Thursday, March 03, 2022

WHY WOULD HE DO THAT?
Oil driller invests in carbon-capture pipeline for Midwest

An ethanol refinery in Chancellor, S.D., one of many in the midwest, is shown, July 22, 2021. North Dakota’s biggest oil driller says it will commit $250 million to help fund a proposed pipeline that would gather carbon dioxide produced by ethanol plants across the Midwest and pump it underground for permanent storage. Billionaire oil tycoon Harold Hamm’s Continental Resources was scheduled to make a formal announcement of the investment into Summit Carbon Solutions’ $4.5 billion pipeline Wednesday, March 2, 2022 at an ethanol plant in North Dakota. 
(AP Photo/Stephen Groves, file) (ASSOCIATED PRESS)

JAMES MacPHERSON
Wed, March 2, 2022

BISMARCK, N.D. (AP) — North Dakota’s biggest oil driller said Wednesday it will commit $250 million to help fund a proposed pipeline that would gather carbon dioxide produced by ethanol plants across the Midwest and pump it thousands of feet underground for permanent storage.

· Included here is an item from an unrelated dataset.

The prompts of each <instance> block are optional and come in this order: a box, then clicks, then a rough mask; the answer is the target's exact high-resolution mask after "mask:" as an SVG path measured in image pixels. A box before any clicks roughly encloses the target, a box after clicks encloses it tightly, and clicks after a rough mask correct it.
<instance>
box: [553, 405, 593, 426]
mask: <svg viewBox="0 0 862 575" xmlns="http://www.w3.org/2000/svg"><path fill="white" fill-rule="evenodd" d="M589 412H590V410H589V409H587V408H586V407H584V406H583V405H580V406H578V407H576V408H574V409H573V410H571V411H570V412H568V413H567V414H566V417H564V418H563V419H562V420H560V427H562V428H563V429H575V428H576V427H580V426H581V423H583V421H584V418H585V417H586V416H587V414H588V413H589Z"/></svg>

Continental Resources, headed by billionaire oil tycoon Harold Hamm, discussed the investment into Summit Carbon Solutions’ $4.5 billion pipeline at an ethanol plant in Casselton, in eastern North Dakota. The plant is one of 31 ethanol facilities across Iowa, Minnesota, Nebraska and the Dakotas, where emissions would be captured and piped to western North Dakota and buried deep underground.

The Summit project is one of at least two major CO2 pipelines planned for the Midwest. Navigator CO2 Ventures is planning a pipeline that will stretch over 1,200 miles (1,931 kilometers) through Iowa, South Dakota, Nebraska, Minnesota and Illinois.

Similar CO2 pipeline plans are being considered elsewhere after the federal government increased tax credits, by 2026, to $50 for every metric ton of carbon dioxide a company sequesters. Ethanol producers are aiming to make the fuel more marketable along the West Coast and especially California which requires distributors in that state buy only ethanol with a low carbon emissions impact; companies that produce such ethanol can get a higher price.

The Summit pipeline system would extend 2,000 miles (3,219 kilometers) and could move up to 12 million metric tons of carbon dioxide a year, said Wade Boeshans, executive vice president of the Iowa-based pipeline developer. That’s equal to removing the annual carbon emissions of 2.6 million cars, he said.

Boeshans said the involvement of Hamm likely will help raise capital and boost the project's profile. Hamm’s company helped lead a renaissance in the U.S. oil industry through the use of horizontal drilling to free oil trapped in shale rock. Continental is the biggest producer and largest leaseholder in the Bakken shale formation, with more than 1 million acres (404,686 hectares) in North Dakota and Montana.

Hamm told The Associated Press that his company is looking at the pipeline project as more than an investment.

“We feel it's the right thing to do at the right time,” Hamm said. “Carbon capture and storage is going to be more and more important every day as we go forward in America.”

North Dakota is the nation’s No. 3 oil producer behind Texas and New Mexico.

Continental and Summit officials said there are no plans to inject carbon dioxide into old oil wells to boost production, a process that has been largely unsuccessful in North Dakota.

“That is not part of our business plan,” Boeshans said.

North Dakota’s underground rock formations are ideal for carbon storage, state Geologist Ed Murphy said.

The Trump administration in 2018 gave North Dakota the power to regulate underground wells used for long-term storage of waste carbon dioxide. North Dakota was the first state to be given such power, the Environmental Protection Agency said in announcing the move. The state has since invested heavily in carbon capture and sequestration technology.


Republican North Dakota Gov. Doug Burgum praised the Summit pipeline and other proposed carbon storage projects in North Dakota, which are integral as part of the state’s plan to become carbon neutral by 2030.

Boeshans said the company in December began negotiating with landowners along the pipeline’s path for easements, though the company would not rule out the use eminent domain if agreements with landowners can’t be reached voluntarily.

“Overall, we’re making progress with voluntary easements,” he said.

The company has not filed permit applications in North Dakota for the pipeline, or for the estimated dozen underground wells needed for storage. The project could employ up to 17,000 people during construction, and lead to 500 permanent jobs when it’s expected to come online in mid-2024, Boeshans said.